Dr. Snyder is working on more than than the genome, but also proteomic, metabolic and other regulatory readings that fill in more of the information of what's going on in your body. His goal is to combine all of this information, along with family histories to get the most comprehensive sense of what's happening in an individual. It's important that each person have one or several benchmark measurements and then follow up with genomic tests throughout the lifespan. What's important, says Dr. Snyder, is to find how the genome and the body is being altered as time goes by. He predicts one day a monitor, not unlike a glucose monitor, may collect upwards of 5,000 "things" about a person -- an "omit-wide" test -- that would be available at a pharmacy perhaps. It would be able to help determine risk, aid prevention, or catch a disease or condition early on. He also noted that currently a person can get a genome sequenced for about $35oo. Yet that is not a clinical sequence...that would cost perhaps $5,000. But that is simply the data. Analysis - so you have a good sense of what it all means, costs $15 to $20 thousand based on the approach at Stanford. Costs will come down, year by year.

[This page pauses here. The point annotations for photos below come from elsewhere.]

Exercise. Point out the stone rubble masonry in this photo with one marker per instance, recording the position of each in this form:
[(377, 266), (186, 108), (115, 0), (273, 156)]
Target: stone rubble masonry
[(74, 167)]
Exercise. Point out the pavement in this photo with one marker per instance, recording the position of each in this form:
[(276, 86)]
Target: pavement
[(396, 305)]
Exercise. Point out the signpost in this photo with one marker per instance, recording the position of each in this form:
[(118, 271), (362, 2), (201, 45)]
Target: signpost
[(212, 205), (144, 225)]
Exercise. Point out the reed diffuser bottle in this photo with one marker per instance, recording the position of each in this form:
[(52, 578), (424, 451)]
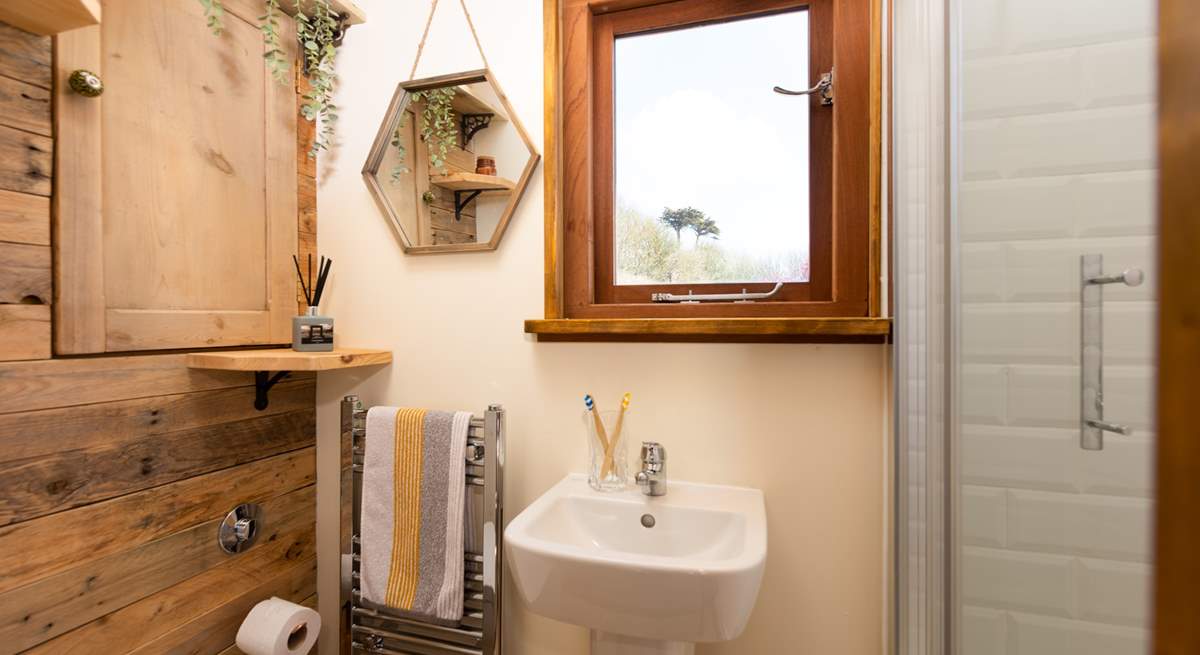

If you are interested in following our Twitter conversation, check out #MayoCIM

Beginning the Conversation – Individualizing Medicine

Posted on October 1st, 2012 by Admin

More than 500 people are sitting around me watching the opening videos showing profiles of three composite patients, the examples that will be used as recurring touch points in this Individualizing Medicine conference. Now Dr. Michael Snyder of Stanford has taken the stage to talk about Omics...and Health -- the genome and everything we are exposed to in our life and environment. We have reporters in the room...and many more are watching online. The media is important in conveying and explaining the concepts in this conference...concepts that will be influencing medical care in weeks and months to come. Note that I didn't say years. In fact, genomics has been an integral part of many care specialties at Mayo for several years. The lowering costs of sequencing genomes is making it possible. We are already including genomic information into patients' medical records.